If buildings could speak, the Old Firehouse Center in McLean would have some tales to tell — almost a century’s worth, in fact.

Originally built in 1925, the low-lying brick structure hosted the McLean Volunteer Fire Department (MVFD) as well as the wider community, which was starting to take shape.

“McLean’s fire department was the first to be incorporated in Fairfax County,” Carole Herrick, a Dranesville District representative on the Fairfax County History Commission, said. “Back then, it served as the community center of its day, and we want to preserve its rich history.”

The history commission will help honor that legacy with a belated dedication ceremony later this month for a historical marker erected outside the firehouse at 1440 Chain Bridge Road in 2020.

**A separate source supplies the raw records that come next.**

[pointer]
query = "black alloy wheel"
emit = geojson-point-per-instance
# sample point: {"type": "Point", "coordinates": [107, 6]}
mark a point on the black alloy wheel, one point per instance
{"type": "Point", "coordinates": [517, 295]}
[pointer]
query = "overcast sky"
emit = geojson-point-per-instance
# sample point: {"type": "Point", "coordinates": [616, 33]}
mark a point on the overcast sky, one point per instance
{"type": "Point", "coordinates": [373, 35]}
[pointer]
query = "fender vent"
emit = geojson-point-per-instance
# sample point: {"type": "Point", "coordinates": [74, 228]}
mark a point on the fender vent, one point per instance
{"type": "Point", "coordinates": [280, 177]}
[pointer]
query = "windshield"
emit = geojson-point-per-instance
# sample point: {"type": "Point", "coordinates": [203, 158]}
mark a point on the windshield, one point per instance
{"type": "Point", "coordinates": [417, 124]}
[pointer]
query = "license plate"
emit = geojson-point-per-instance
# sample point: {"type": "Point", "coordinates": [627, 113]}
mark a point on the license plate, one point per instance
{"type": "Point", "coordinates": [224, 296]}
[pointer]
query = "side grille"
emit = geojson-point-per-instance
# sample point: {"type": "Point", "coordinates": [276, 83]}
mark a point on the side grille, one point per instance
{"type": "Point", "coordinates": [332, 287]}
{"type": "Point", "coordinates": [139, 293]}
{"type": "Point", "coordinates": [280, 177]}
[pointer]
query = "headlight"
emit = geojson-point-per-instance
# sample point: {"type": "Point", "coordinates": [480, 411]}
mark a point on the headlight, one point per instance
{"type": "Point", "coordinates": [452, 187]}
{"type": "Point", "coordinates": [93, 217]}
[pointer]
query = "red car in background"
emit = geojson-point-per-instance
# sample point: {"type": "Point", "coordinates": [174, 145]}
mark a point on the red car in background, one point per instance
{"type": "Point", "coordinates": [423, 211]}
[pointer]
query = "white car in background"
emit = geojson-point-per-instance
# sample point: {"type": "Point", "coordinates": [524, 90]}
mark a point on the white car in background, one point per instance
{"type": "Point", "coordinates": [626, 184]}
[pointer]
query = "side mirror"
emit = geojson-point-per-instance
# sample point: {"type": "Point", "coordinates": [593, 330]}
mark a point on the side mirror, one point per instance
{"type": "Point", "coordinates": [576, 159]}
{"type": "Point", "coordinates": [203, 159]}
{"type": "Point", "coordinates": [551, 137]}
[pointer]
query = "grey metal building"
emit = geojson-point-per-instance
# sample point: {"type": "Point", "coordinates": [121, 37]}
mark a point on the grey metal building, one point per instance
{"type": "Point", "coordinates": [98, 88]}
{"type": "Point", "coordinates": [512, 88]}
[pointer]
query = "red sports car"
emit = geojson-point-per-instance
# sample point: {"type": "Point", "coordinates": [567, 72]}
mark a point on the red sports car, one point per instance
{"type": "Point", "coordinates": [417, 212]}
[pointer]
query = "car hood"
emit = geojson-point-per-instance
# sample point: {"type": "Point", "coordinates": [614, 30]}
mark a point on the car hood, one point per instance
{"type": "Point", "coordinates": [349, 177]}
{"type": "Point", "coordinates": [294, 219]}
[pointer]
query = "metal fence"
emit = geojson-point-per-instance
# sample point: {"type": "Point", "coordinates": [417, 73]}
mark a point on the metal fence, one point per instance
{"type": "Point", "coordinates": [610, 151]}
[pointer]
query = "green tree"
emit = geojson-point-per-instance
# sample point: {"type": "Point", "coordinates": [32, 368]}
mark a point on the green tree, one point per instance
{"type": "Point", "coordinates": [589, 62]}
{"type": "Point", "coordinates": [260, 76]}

Delayed by COVID-19 concerns, the ceremony will take place at last at the Old Firehouse Center at 1 p.m. on Aug. 21, according to the McLean Community Center, which now uses the facility for its teen after-school programs.

Free and open to the public, this event is being sponsored by MCC, the county history commission, the McLean Volunteer Fire Department, and the McLean Historical Society.

Speakers will include Herrick and Fairfax County History Commission Chair Cheryl Repetti, and MVFD members will be on hand “to discuss various displays,” the press release says. The ceremony will open with Boy Scout Troop 128 and close with an indoor reception.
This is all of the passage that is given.